Prediction of Stability and Superconductivity in Ternary Hydride Li2BeH6: Two Metastable Superconductors

Inspired by a remarkably high-temperature superconductivity (Tc ∼ 473 K) obtained from ternary lithium magnesium hydride and considering the relatively close electronegativity of the elements magnesium and beryllium, similar superconductivity could also appear in ternary lithium beryllium hydride. Here, we investigate the structural stabilities and superconducting properties of Li2BeH6 at 50–400 GPa based on the first-principles calculation and the CALYPSO structure prediction method. The calculated results show that the ground state of Li2BeH6 is maintained as the Pbam phase at 50–400 GPa. In addition, a phase transition from semiconductor to metal occurs at about 300 GPa, and the superconducting transition temperature of 19 K at 350 GPa is predicted.
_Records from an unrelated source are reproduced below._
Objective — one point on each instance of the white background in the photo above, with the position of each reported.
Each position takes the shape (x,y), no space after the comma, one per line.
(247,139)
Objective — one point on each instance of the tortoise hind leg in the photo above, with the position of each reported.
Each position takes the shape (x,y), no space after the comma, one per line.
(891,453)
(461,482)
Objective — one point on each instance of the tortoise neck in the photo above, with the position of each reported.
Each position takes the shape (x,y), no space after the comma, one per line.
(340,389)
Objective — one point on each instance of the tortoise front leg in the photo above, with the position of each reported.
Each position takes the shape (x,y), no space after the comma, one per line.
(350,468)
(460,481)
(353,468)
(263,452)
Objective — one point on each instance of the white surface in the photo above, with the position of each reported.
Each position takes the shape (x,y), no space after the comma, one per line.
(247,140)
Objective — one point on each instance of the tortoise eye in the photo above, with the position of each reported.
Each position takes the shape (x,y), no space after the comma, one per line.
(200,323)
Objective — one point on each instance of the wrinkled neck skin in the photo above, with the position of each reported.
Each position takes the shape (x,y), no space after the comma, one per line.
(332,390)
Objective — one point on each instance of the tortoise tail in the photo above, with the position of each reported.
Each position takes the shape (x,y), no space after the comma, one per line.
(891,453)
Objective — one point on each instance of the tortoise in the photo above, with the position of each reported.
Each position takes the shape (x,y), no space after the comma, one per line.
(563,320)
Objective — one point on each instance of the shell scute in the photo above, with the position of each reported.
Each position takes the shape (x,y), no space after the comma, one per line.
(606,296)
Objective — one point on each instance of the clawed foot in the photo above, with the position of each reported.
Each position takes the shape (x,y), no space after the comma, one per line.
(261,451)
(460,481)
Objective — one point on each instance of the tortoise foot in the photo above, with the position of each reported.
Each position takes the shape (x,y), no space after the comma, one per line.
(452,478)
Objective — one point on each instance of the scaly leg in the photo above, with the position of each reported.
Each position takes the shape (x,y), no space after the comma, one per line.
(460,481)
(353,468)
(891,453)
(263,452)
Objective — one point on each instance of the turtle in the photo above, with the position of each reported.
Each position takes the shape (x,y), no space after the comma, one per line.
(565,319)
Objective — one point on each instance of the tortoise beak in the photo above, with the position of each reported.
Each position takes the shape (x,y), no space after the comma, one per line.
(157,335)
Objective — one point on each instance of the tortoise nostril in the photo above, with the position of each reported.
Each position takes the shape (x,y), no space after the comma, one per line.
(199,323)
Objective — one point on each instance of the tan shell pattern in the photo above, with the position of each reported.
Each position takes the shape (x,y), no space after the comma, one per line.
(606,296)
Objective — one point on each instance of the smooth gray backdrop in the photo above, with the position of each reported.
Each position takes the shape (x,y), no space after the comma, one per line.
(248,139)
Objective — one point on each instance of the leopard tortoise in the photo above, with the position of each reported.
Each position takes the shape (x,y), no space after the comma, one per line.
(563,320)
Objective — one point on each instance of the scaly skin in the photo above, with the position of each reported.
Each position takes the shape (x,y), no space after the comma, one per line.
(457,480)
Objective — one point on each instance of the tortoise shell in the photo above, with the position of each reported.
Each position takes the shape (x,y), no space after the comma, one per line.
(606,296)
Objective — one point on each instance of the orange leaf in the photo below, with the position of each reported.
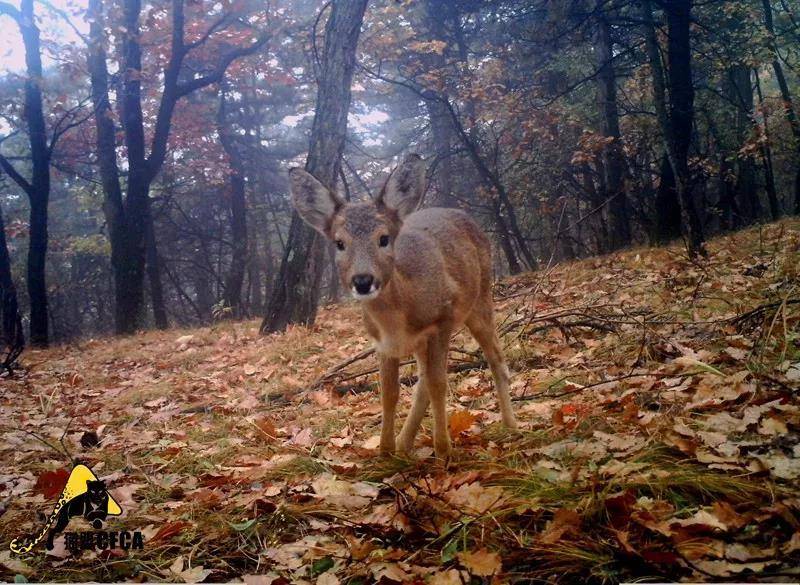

More importantly, two highly symmetric metastable phases I4/mmm and Fm3̅m are found in Li2BeH6, which can be synthesized in an experiment by analyzing their decomposition routes. Electron–phonon coupling analysis reveals that I4/mmm and Fm3̅m might be potential high temperature superconductors with a Tc of 134 and 149 K at 150 and 100 GPa respectively, which slightly higher than 98 K at 100 GPa in Li2BH6. This excellent superconductivity may be attributed to the BeH6 octahedral structure with a laminar distribution in I4/mmm and Fm3̅m. Our studies will provide some new thoughts for further in-depth exploration of ternary hydrogen-rich compounds with superior superconducting properties.